We analysed the body growth of 121 prepubertal children with polycystic kidney disease participating in a longitudinal multicentre study. The patients were followed from an age of 1 to 9 years in girls and 1 to 10 years in boys over a mean period of 3.6 years. Children with end-stage renal disease were excluded. Fifty-four patients had the autosomal dominant form of the disease and 67 the autosomal recessive form. At last observation, 2% of patients with the dominant form and 28% of those with the recessive form had an estimated glomerular filtration rate of < 60 ml/(min 1.73 m2). At first observation, the mean height SD score (SDS) in patients with the dominant form was almost the same as in controls, whilst in those with the recessive form it was significantly decreased (girls –0.82 SDS, boys -0.68 SDS,p < 0.001).
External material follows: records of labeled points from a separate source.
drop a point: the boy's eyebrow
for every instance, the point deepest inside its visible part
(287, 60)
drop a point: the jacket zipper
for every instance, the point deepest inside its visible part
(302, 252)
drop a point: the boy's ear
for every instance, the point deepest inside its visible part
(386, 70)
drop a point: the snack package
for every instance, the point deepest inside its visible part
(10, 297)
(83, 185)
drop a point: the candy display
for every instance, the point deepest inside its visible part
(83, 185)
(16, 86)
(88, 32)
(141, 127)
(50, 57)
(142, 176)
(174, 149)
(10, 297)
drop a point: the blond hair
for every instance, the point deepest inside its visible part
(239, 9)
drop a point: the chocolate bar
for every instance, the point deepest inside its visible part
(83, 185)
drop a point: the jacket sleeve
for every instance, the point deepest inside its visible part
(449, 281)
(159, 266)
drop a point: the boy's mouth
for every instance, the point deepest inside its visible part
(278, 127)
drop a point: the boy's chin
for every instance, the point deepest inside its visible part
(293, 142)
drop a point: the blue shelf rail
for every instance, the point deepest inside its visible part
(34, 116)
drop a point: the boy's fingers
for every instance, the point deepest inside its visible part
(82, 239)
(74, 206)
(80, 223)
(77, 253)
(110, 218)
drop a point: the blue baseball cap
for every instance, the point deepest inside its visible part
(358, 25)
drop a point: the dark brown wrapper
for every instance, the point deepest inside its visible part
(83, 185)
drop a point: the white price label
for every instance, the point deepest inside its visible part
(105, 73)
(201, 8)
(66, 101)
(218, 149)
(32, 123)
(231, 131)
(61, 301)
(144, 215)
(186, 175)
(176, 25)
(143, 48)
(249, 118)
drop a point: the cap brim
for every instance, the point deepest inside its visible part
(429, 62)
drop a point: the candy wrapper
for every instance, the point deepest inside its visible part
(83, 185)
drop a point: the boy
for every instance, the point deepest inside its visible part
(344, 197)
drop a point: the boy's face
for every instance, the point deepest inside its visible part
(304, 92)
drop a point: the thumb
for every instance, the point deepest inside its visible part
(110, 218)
During the follow-up the height SDS decreased slightly in both groups (NS). In patients with autosomal recessive kidney disease the degree of growth retardation appeared to be related to renal function: at last observation the height of girls with an estimated glomerular filtration rate of < 60ml/(min 1.73 m2) was more retarded than that of boys (mean -2.1 SDS versus -1.5 SDS, NS). The height SDS and renal function at last observation correlated in girls (r= 0.83, p < 0.001) but not in boys (r= 0.55) with the recessive form. No correlation was found between the height SDS and hypertension. The weight-for-height SDS at onset was significantly reduced in patients with the recessive form with decreased renal function. Our data suggest that the autosomal recessive, but not the dominant, form of polycystic kidney disease is associated with early growth retardation, which seems to be more severe in girls, probably due to the more rapid deterioration of renal function.